The Poet Laureate need not write anything new

Let America Be America Again
by Langston Hughes

Let America be America again.
Let it be the dream it used to be.
Let it be the pioneer on the plain
Seeking a home where he himself is free.

(America never was America to me.)

Let America be the dream the dreamers dreamed--
Let it be that great strong land of love
Where never kings connive nor tyrants scheme
That any man be crushed by one above.

(It never was America to me.)

O, let my land be a land where Liberty
Is crowned with no false patriotic wreath,
But opportunity is real, and life is free,
Equality is in the air we breathe.

(There's never been equality for me,
Nor freedom in this "homeland of the free.")

Say, who are you that mumbles in the dark? 
And who are you that draws your veil across the stars?

I am the poor white, fooled and pushed apart,
I am the Negro bearing slavery's scars.
I am the red man driven from the land,
I am the immigrant clutching the hope I seek--
And finding only the same old stupid plan
Of dog eat dog, of mighty crush the weak.

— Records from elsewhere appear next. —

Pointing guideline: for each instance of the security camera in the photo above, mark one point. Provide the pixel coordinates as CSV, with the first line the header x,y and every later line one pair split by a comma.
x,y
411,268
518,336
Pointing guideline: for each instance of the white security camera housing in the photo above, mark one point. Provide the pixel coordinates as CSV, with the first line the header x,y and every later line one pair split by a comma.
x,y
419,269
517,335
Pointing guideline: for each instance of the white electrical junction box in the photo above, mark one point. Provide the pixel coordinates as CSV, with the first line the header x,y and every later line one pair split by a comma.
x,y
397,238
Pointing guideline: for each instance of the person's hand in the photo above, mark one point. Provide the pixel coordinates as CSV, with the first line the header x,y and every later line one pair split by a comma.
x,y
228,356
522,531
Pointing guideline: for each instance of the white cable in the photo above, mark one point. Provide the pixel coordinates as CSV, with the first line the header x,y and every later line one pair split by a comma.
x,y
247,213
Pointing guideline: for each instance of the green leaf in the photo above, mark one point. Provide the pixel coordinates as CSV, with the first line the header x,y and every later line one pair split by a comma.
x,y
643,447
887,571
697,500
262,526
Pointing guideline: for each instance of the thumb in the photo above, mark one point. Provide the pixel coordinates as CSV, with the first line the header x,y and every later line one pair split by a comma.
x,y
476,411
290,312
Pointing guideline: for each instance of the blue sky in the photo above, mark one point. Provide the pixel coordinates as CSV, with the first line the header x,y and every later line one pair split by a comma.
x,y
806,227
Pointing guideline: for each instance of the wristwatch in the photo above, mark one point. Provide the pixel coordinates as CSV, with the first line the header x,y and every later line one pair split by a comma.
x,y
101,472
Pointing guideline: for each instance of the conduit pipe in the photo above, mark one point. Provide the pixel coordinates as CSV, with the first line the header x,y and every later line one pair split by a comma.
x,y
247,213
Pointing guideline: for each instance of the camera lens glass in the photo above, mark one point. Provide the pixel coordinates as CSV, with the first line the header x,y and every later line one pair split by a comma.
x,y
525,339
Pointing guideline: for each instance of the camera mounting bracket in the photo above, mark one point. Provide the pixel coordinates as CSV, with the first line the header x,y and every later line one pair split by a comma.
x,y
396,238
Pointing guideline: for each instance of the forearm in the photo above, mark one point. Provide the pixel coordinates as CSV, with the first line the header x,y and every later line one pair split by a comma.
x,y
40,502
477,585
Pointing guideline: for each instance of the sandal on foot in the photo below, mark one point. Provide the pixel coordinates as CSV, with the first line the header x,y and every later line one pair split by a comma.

I am the young man, full of strength and hope,
Tangled in that ancient endless chain
Of profit, power, gain, of grab the land!
Of grab the gold! Of grab the ways of satisfying need!
Of work the men! Of take the pay!
Of owning everything for one's own greed!

I am the farmer, bondsman to the soil.
I am the worker sold to the machine.
I am the Negro, servant to you all.
I am the people, humble, hungry, mean--
Hungry yet today despite the dream.
Beaten yet today--O, Pioneers!
I am the man who never got ahead,
The poorest worker bartered through the years.

Yet I'm the one who dreamt our basic dream
In the Old World while still a serf of kings,
Who dreamt a dream so strong, so brave, so true,
That even yet its mighty daring sings
In every brick and stone, in every furrow turned
That's made America the land it has become.
O, I'm the man who sailed those early seas
In search of what I meant to be my home--
For I'm the one who left dark Ireland's shore,
And Poland's plain, and England's grassy lea,
And torn from Black Africa's strand I came
To build a "homeland of the free."

The free?

Who said the free?  Not me?
Surely not me?  The millions on relief today?
The millions shot down when we strike?
The millions who have nothing for our pay?
For all the dreams we've dreamed
And all the songs we've sung
And all the hopes we've held
And all the flags we've hung,
The millions who have nothing for our pay--
Except the dream that's almost dead today.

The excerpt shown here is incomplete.